In fairness, CAF’s Board would argue that the rights offering is intended to serve shareholders. The prospectus language states the following under “Purpose of the Offer”:
The Board of the Fund has determined that it is in the best interests of the Fund and its stockholders to increase the assets of the Fund available for investment so that the Fund will be in a better position to take advantage of investment opportunities. Without an infusion of additional capital, the Fund is limited in its ability to take advantage of new investment opportunities. (https://www.sec.gov/Archives/edgar/data/1368493/000110465910045062/a10-13409_1497.htm, August 12, 2010)
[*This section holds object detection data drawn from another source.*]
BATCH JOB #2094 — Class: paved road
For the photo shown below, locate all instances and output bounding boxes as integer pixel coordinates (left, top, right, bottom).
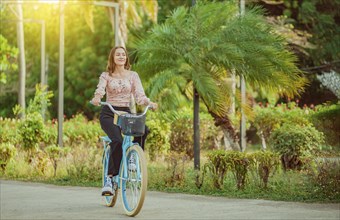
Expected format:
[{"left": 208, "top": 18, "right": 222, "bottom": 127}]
[{"left": 0, "top": 180, "right": 340, "bottom": 220}]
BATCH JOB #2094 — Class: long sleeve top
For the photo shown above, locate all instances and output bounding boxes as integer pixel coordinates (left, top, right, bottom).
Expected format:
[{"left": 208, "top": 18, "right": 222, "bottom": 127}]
[{"left": 94, "top": 71, "right": 150, "bottom": 107}]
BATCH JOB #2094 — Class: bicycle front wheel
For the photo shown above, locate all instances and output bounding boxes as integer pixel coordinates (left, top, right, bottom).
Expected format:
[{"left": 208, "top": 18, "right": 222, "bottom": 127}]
[{"left": 120, "top": 145, "right": 148, "bottom": 216}]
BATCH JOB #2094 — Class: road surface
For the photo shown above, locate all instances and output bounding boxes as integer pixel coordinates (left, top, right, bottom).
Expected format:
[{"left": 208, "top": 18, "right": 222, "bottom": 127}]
[{"left": 0, "top": 180, "right": 340, "bottom": 220}]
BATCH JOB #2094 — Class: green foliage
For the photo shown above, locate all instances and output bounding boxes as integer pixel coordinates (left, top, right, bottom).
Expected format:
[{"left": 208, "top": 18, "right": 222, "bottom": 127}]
[
  {"left": 270, "top": 124, "right": 324, "bottom": 170},
  {"left": 164, "top": 152, "right": 188, "bottom": 187},
  {"left": 0, "top": 34, "right": 18, "bottom": 84},
  {"left": 146, "top": 113, "right": 170, "bottom": 161},
  {"left": 137, "top": 1, "right": 305, "bottom": 119},
  {"left": 66, "top": 145, "right": 102, "bottom": 181},
  {"left": 202, "top": 150, "right": 230, "bottom": 189},
  {"left": 252, "top": 102, "right": 311, "bottom": 149},
  {"left": 226, "top": 151, "right": 250, "bottom": 189},
  {"left": 248, "top": 151, "right": 280, "bottom": 188},
  {"left": 64, "top": 114, "right": 104, "bottom": 146},
  {"left": 0, "top": 117, "right": 20, "bottom": 145},
  {"left": 253, "top": 106, "right": 282, "bottom": 139},
  {"left": 310, "top": 159, "right": 340, "bottom": 200},
  {"left": 18, "top": 112, "right": 44, "bottom": 151},
  {"left": 0, "top": 143, "right": 17, "bottom": 171},
  {"left": 204, "top": 150, "right": 250, "bottom": 189},
  {"left": 44, "top": 145, "right": 71, "bottom": 177},
  {"left": 170, "top": 114, "right": 194, "bottom": 159},
  {"left": 26, "top": 84, "right": 53, "bottom": 114},
  {"left": 170, "top": 108, "right": 219, "bottom": 159},
  {"left": 310, "top": 104, "right": 340, "bottom": 150}
]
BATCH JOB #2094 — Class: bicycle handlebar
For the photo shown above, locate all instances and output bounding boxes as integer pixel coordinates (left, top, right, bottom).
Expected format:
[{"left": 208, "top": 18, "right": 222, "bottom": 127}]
[{"left": 90, "top": 101, "right": 151, "bottom": 117}]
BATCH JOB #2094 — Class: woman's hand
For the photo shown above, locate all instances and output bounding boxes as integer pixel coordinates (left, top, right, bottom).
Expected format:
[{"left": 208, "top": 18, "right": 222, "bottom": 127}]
[
  {"left": 149, "top": 102, "right": 158, "bottom": 110},
  {"left": 91, "top": 97, "right": 100, "bottom": 106}
]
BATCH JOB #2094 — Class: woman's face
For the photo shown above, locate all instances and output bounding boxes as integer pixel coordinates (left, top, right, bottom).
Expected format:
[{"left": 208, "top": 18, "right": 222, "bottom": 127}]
[{"left": 114, "top": 48, "right": 126, "bottom": 66}]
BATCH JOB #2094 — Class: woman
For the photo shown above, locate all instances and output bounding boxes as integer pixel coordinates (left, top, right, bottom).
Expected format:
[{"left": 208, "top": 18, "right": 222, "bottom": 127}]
[{"left": 92, "top": 46, "right": 157, "bottom": 195}]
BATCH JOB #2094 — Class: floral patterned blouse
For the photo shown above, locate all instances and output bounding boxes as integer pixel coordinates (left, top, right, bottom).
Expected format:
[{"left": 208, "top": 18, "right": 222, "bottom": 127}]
[{"left": 94, "top": 71, "right": 150, "bottom": 107}]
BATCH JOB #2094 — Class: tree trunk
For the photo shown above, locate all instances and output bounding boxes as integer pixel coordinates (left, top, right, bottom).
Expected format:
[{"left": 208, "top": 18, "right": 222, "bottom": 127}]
[
  {"left": 17, "top": 1, "right": 26, "bottom": 117},
  {"left": 260, "top": 131, "right": 267, "bottom": 150},
  {"left": 209, "top": 111, "right": 241, "bottom": 151}
]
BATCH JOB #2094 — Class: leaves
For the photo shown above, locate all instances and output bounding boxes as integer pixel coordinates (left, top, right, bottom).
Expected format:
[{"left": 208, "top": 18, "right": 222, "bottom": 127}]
[{"left": 137, "top": 2, "right": 306, "bottom": 115}]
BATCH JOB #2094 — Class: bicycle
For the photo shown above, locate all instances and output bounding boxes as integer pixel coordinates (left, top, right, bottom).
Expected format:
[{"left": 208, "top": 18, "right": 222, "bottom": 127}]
[{"left": 91, "top": 102, "right": 150, "bottom": 216}]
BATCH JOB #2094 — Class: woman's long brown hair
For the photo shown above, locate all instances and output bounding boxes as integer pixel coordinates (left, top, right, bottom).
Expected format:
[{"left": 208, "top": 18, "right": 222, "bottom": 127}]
[{"left": 106, "top": 46, "right": 131, "bottom": 75}]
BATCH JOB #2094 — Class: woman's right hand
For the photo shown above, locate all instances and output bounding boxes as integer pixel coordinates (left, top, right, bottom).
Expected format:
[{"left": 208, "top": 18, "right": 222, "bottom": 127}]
[{"left": 91, "top": 97, "right": 100, "bottom": 106}]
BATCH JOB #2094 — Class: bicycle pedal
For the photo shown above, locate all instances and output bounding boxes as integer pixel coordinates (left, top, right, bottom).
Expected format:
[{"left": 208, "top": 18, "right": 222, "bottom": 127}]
[{"left": 102, "top": 192, "right": 113, "bottom": 196}]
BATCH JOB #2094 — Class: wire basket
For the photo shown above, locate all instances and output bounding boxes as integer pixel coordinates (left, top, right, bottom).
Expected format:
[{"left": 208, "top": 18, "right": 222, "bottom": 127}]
[{"left": 118, "top": 114, "right": 145, "bottom": 136}]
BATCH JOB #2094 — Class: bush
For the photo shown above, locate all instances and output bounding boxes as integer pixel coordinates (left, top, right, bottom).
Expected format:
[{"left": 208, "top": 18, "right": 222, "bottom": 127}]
[
  {"left": 146, "top": 113, "right": 170, "bottom": 161},
  {"left": 310, "top": 104, "right": 340, "bottom": 150},
  {"left": 0, "top": 143, "right": 17, "bottom": 171},
  {"left": 64, "top": 114, "right": 105, "bottom": 146},
  {"left": 270, "top": 124, "right": 324, "bottom": 170},
  {"left": 202, "top": 150, "right": 230, "bottom": 189},
  {"left": 248, "top": 151, "right": 280, "bottom": 188},
  {"left": 18, "top": 112, "right": 44, "bottom": 152},
  {"left": 0, "top": 117, "right": 20, "bottom": 146},
  {"left": 163, "top": 152, "right": 188, "bottom": 187},
  {"left": 170, "top": 115, "right": 194, "bottom": 159},
  {"left": 311, "top": 159, "right": 340, "bottom": 201},
  {"left": 203, "top": 150, "right": 250, "bottom": 189},
  {"left": 170, "top": 109, "right": 219, "bottom": 159},
  {"left": 44, "top": 145, "right": 71, "bottom": 177}
]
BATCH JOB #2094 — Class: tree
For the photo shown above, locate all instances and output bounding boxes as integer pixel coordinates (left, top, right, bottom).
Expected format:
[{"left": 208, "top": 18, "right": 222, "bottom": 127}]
[
  {"left": 0, "top": 34, "right": 18, "bottom": 84},
  {"left": 137, "top": 2, "right": 305, "bottom": 149}
]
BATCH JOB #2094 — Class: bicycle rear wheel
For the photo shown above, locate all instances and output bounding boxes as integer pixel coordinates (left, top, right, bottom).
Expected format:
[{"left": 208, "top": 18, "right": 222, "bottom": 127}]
[
  {"left": 102, "top": 146, "right": 118, "bottom": 207},
  {"left": 120, "top": 145, "right": 148, "bottom": 216}
]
I put everything I read through a filter. Over time, I expect that the market price of CAF relative to its NAV will reflect whose interest a CAF capital infusion below NAV can serve. I have my opinion, but my opinion means nothing. “Mr. Market” will demonstrate his opinion over time and I will surely be observing. I love Closed End Funds and my long positions are far more substantial in size than my short positions. I believe that details are very important in the Closed-End Fund marketplace, and that lack of appreciation for the nuances creates market inefficiencies.